Equally forward-thinking is the program's integration of AI-augmented software engineering throughout the curriculum. Students learn to work alongside LLM-powered coding tools like Claude Code and Cursor to generate, refactor, and test code; automate CI/CD pipelines; and architect systems that incorporate AI-driven components and autonomous agents. The program's flexible Agile structure — completable full-time in two years or at a part-time pace — reflects the same adaptability it teaches, meeting students where they are while preparing them for where the field is going. A two-part capstone synthesizes it all into a production-quality deliverable, giving graduates a portfolio-ready project that demonstrates end-to-end engineering capability from design through deployment.

The 15-course (45-credit) Agile M.S. in Computer Science can be completed full time in 2 years, or part time at a pace that makes sense for you. View a typical full-time course sequence, review degree requirements, and download course descriptions below. 

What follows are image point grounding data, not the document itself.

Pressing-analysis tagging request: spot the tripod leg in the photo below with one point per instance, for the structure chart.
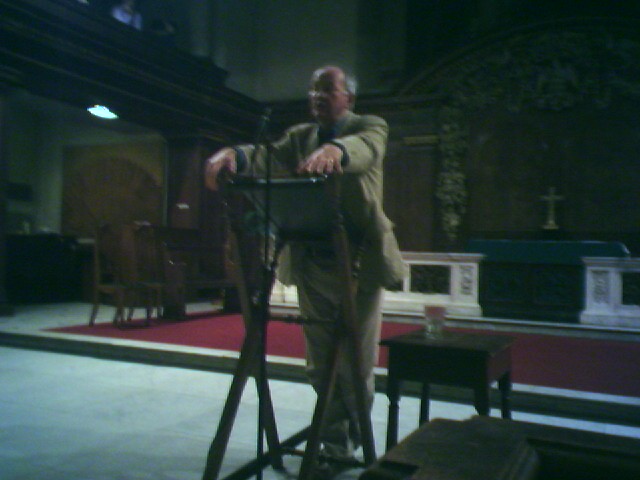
(270, 428)
(246, 365)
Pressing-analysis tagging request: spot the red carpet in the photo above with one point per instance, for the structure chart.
(603, 366)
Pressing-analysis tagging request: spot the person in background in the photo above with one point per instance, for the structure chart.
(126, 12)
(338, 142)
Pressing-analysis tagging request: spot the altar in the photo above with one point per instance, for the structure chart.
(537, 280)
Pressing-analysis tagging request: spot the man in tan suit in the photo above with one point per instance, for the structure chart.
(352, 146)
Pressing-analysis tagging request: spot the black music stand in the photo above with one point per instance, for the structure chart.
(299, 209)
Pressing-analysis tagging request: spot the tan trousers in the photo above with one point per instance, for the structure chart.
(319, 295)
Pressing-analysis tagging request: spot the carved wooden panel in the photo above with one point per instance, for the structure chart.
(112, 184)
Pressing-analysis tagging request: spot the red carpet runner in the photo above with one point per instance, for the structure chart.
(602, 366)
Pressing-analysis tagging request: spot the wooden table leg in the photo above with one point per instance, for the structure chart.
(424, 403)
(481, 399)
(393, 393)
(504, 384)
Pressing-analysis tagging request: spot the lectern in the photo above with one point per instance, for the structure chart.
(300, 210)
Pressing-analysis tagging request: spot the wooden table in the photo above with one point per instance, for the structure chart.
(457, 359)
(485, 448)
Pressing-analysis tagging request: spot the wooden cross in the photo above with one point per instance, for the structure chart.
(551, 198)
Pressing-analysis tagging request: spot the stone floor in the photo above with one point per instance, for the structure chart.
(68, 416)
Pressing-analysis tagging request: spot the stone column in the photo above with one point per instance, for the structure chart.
(6, 308)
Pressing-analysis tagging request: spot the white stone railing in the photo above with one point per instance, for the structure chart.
(460, 300)
(604, 285)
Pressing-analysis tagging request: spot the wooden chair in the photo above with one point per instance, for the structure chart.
(115, 266)
(149, 266)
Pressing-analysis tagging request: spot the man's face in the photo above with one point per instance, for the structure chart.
(328, 97)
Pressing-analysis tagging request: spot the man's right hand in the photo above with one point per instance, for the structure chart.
(222, 160)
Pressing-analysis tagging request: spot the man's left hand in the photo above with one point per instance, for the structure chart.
(325, 160)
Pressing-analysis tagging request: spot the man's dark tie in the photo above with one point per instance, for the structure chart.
(325, 135)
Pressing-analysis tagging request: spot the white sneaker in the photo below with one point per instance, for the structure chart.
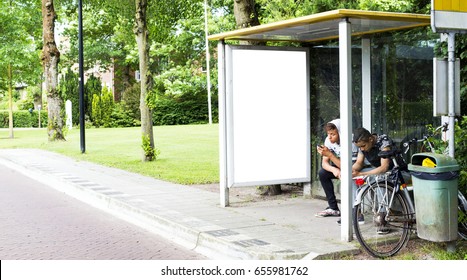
(328, 212)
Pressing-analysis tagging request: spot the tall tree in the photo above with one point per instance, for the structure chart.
(18, 44)
(142, 37)
(245, 13)
(50, 59)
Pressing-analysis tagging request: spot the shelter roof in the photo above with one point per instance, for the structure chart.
(324, 26)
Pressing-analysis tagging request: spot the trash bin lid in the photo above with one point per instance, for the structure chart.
(433, 163)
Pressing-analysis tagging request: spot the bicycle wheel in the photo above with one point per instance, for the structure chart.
(381, 229)
(462, 216)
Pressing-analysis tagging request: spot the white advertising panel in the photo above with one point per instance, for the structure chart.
(268, 118)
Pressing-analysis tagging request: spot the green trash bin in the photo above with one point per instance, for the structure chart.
(435, 184)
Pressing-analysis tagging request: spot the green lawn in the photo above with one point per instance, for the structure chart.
(189, 153)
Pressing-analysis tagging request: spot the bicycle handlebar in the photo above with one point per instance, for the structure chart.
(407, 144)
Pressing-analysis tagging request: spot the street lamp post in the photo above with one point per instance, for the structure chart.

Sample Full-Time Course Sequence

Course Descriptions

Degree Requirements

Core Course (5 courses / 15 credits)

  • COM 5000 Introduction to Programming
  • COM 5001 Computer Science Math I
  • COM 5002 Algorithms and Data Structures
  • COM 5003 Systems Analysis and Design
  • COM 5010 Computer Systems

Advanced CS Core (3 courses / 9 credits)

  • COM 5100 Advanced Algorithms
  • COM 5101 Theoretical Computer Science and its Applications
  • COM 5102 Emerging Paradigms in Programming

Electives (6 courses / 18 credits)*

  • AIM 5006 Artificial Intelligence
  • AIM 5001 Data Acquisition & Management
  • AIM 5005 Machine Learning
  • AIM 5007 Neural Network and Deep Learning
  • AIM 5002 Computational Statistics and Deep Learning
  • COM 5110 Operating Systems
  • COM 5222 Fundamentals of Software Engineering
  • COM 5323 Computer Graphics
  • COM 5421 DevOps
  • COM 5210 Mobile Computing and Apps Development
  • COM 5120 Human-Computer Interaction
  • COM 5440 Software System Security
  • COM 5441 Hardware Security
  • COM 5014 Special Topics (1-3 cr.)
  • COM 5550 Internship (1-3 cr.)
  • COM 5999 Independent Study (1-3 cr.)

Capstone (3 credits) 

  • COM 6000 Capstone in Comp Sci 1 (1.5 cr.)
  • COM 6001 Capstone in Comp Sci 2 (1.5 cr.)
     

*Electives: At least 12 credits must be from COM or AIM; additional elective courses may be selected from any graduate department at YU or elsewhere with permission of the program director. Offerings vary each semester. Therefore, some choices will not be available for a particular cohort. Internship can be taken as an elective beginning in the summer semester.

All courses are three credits unless otherwise noted.